After inserting your playlist URL(s), the text field should look like this:

Descriptive Image 05

04. Ready to Go

After pasting your Playlist URL(s), your Enter Input Data section should look something similar to this. Note, playlist URLs do not have to be aligned nor have consistent whitespace - there only need be one comma separating each URL.

Enter Input Data
¦   Playlist URL(s)
+---   https://open.spotify.com/playlist/37i9dQZF1DXe8E8oqpmTDI,
       https://open.spotify.com/playlist/37i9dQZF1DZ06evO0ti1Ik,
       https://open.spotify.com/playlist/37i9dQZF1E4rdgTEVYvWfZ,
       https://open.spotify.com/playlist/37i9dQZF1DZ06evO3zDJMk,
       https://open.spotify.com/playlist/37i9dQZF1DX2zsdpDHp0xI


If you'd like to see your dashboard as soon as possible, you may skip the rest of the document and select Gather DataFrame in the Enter Input Data section and then further explore in the Select Data section.

If you'd like to read more about certain individual components of the dashboard, please continue reading, although not necessary.



Reviewing Your Input Data

After gathering your input data, select Gather DataFrame to begin the data gathering process. Depending on the size of your playlist(s), this may take a few minutes (~380 songs per minute). This will take you to the Data Review Screen. At the moment, this screen will simply be the page for you to understand your data prior to analyzing your data. However, there are plans to include user input functionality that would allow the user to modify missing and mislabeled data.


Your Unique Spotipy Analysis Dashboard

The Spotipy Analysis Dashboard comes with the following six dashboards: Brief History, Track, Artists + Albums, Listening Trends, Random Statistics, and Recommendations [Beta]. Each page has its own unique purpose, but they all sample from the same dataset provided in the Enter Input Data section.

Most graphs follow the same format: title, description, data filtering, graph. Titles briefly mention the purpose of its section of the page. Descriptions are hidden in expanding boxes (click to open/close) and fully explain how to interact with the graph. Data filtering tools are in place to allow the user to further refine the default state of the final element, the graph. (See below for graph interaction.)
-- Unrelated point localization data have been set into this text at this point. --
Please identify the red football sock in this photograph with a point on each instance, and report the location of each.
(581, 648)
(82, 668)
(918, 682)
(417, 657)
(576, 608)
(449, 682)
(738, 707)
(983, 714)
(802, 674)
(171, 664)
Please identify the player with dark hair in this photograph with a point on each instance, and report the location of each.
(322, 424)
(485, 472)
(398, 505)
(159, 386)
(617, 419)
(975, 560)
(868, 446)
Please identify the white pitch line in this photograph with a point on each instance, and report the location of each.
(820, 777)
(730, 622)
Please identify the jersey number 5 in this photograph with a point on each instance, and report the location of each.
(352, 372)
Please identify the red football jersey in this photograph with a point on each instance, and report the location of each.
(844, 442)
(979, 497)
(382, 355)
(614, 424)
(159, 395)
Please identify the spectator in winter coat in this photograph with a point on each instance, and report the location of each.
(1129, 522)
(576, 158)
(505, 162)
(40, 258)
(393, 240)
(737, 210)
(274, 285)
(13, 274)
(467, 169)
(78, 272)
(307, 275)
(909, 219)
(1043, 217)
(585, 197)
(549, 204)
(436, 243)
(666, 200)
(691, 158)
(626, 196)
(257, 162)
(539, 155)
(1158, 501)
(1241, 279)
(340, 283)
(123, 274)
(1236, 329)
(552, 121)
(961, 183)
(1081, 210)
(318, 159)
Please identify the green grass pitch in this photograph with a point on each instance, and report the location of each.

Interacting with Plotly Graphs

The graphs utilized by your dashboard were made possible by Plotly, an open source graphing library for multiple programming languages. These graphs were selected for an array of reasons, but since chances are you'll be seeing your music listening data for the first time, it'd be best if you could interact with it, right?
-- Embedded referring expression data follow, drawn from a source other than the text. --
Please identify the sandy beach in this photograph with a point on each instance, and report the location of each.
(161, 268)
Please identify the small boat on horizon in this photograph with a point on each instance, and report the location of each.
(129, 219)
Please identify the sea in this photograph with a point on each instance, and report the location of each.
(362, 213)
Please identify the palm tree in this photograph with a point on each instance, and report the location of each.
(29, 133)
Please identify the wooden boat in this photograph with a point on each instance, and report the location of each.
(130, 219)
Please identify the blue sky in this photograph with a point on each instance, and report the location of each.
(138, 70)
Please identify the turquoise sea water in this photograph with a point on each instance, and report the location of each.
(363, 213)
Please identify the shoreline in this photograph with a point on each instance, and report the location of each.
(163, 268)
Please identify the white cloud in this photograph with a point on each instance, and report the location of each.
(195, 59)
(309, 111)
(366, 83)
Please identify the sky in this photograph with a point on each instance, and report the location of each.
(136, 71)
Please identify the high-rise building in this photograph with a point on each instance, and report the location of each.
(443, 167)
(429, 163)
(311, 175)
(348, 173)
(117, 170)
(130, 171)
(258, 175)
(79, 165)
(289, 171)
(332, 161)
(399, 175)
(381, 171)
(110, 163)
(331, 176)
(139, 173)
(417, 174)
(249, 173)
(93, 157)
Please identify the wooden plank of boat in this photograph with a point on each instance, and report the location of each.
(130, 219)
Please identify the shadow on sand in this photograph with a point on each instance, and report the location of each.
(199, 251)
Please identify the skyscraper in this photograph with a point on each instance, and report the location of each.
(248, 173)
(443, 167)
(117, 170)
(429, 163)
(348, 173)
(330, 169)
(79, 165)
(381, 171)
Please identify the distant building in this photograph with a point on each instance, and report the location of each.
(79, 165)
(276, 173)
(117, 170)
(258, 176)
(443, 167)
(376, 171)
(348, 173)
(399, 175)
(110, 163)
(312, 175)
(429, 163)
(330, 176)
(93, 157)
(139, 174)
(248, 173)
Interaction with Plotly graphs go beyond visualizing data: it also means filtering, manipulating, searching, etc. This section of the document will briefly cover some of these Plotly functionalities to enhance your experience exploring your data.

Plotly Graph Toolbar

Plotly Toolbar

Each Plotly graph is equipped with the following toolbar, located in the upper right corner and activated by hovering over the graph. The purpose of these tools are to either magnify your view of the graph (zooming, full-screen), filter the data used for the graph (box-select, lasso-select), or compare data across the graph (show data on hover).

Although each graph's trends can be noted easily, I recommend utilizing the full-screen option when possible to analyze individual data points more clearly.

Plotly Graph Legends

Plotly Legend

Plotly graphs may also be equipped with a legend as a way of further filtering data. Although its purpose is to label data, single-clicking an item will remove it from the graph and double-clicking an item will make it the only item in the graph. Filtering can be reversed by performing the action again.